I’d like to think that doing something for a long time makes you better at it. I know that I can write an 800-word auto column first draft in an hour and a half—including research time. I then return and edit it before shipping it off.

I’ve played the guitar since 1967. I would say that I am not much better at it now, since I’ve not worked at it much since the 1970’s. However, starting the bass ten years ago, I’ve now accumulated six years of band gigs and orchestra rehearsals and chamber music workshops, so yes, I’m a whole lot better at that.

Friday, March 29, 2013

Zero to Sixty, Chapter 5. Four-Cent Stamps and Nickel Candy Bars



Living to be 60, along with inflationary trends, creates some interesting memories of prices of yore. I remember the purple Lincoln four-cent stamps—and the beautiful commemorative stamps, too. I routinely spent my 25-cent allowance on two comic books—which were all of 12 cents apiece. I remember riding in the car and seeing gas selling for 26.9 cents a gallon.

Of course, money was worth more, too. You got 50 cents an hour for babysitting and that was pretty useful cash. My brother and I would wash Mr. Kramer’s Pontiac LeMans every now and then and split his whopping $3.00 payment. Wow.
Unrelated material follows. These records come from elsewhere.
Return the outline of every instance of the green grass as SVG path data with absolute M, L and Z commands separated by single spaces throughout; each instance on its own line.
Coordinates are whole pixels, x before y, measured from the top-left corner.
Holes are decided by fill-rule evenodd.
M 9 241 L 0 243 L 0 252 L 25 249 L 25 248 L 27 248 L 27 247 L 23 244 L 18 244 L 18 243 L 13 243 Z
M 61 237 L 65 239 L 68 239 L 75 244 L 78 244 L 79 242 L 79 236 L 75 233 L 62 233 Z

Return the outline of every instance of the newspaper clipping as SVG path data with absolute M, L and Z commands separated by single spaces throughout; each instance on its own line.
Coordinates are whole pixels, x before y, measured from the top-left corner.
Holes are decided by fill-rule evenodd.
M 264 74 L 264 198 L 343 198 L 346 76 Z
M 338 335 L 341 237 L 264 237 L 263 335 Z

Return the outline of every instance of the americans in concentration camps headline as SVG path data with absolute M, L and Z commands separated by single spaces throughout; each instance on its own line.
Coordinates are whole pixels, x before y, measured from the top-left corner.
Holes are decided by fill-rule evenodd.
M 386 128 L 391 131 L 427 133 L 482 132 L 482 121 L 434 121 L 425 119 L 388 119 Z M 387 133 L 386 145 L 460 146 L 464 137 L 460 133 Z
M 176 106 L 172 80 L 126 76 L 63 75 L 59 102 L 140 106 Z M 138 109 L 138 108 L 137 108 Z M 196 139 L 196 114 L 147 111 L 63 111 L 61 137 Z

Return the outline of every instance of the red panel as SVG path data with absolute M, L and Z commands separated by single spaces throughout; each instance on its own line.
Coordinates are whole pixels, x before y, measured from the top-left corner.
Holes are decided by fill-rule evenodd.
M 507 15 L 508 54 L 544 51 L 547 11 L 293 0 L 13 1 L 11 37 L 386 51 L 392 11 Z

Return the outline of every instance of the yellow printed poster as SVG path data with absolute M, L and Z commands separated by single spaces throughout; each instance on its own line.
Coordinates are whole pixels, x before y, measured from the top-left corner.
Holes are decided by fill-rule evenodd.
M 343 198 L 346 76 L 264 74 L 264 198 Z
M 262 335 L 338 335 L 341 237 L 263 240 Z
As a young man, I earned $1.65 an hour as a bike messenger in downtown San Francisco at the start of the 1970s. I could actually live on that.  A couple of years later, I shared a three-bedroom flat in the upper Haight-Ashbury neighborhood in San Francisco for $198 a month — total — not each.

It goes on and on. I’ve gotten used to spending two dollars for a cup of coffee (just the regular kind). Gas is more than $4.00 a gallon at this writing. I’m also used to earning the equivalent of around $45 an hour, too. I’m doing better, and the economy has, well, inflated.

This means that in my six-decades-old mind, things are supposed to cost a particular amount. While I can deal with four-dollar gas, sometimes a shirt at 75 dollars seems like just too much. But an iPod, which didn’t exist when I was growing up, can be whatever the price should be—there’s no basis of comparison. I do remember buying vinyl records at $2.98 at Long’s Drug Store and 45 singles at Earl’s Music in Concord for a whopping $1.00. By inflation’s standards, that single would be something like $8.00 today, right? You can buy a song on iTunes for 99 cents today, so some things are actually getting cheaper.

Thursday, March 28, 2013

Zero to Sixty, Chapter 4. I Remember That



If  you're old enough, you know him instantly.
There is an advantage to being around a while. I am old enough to remember when particular and significant things happened.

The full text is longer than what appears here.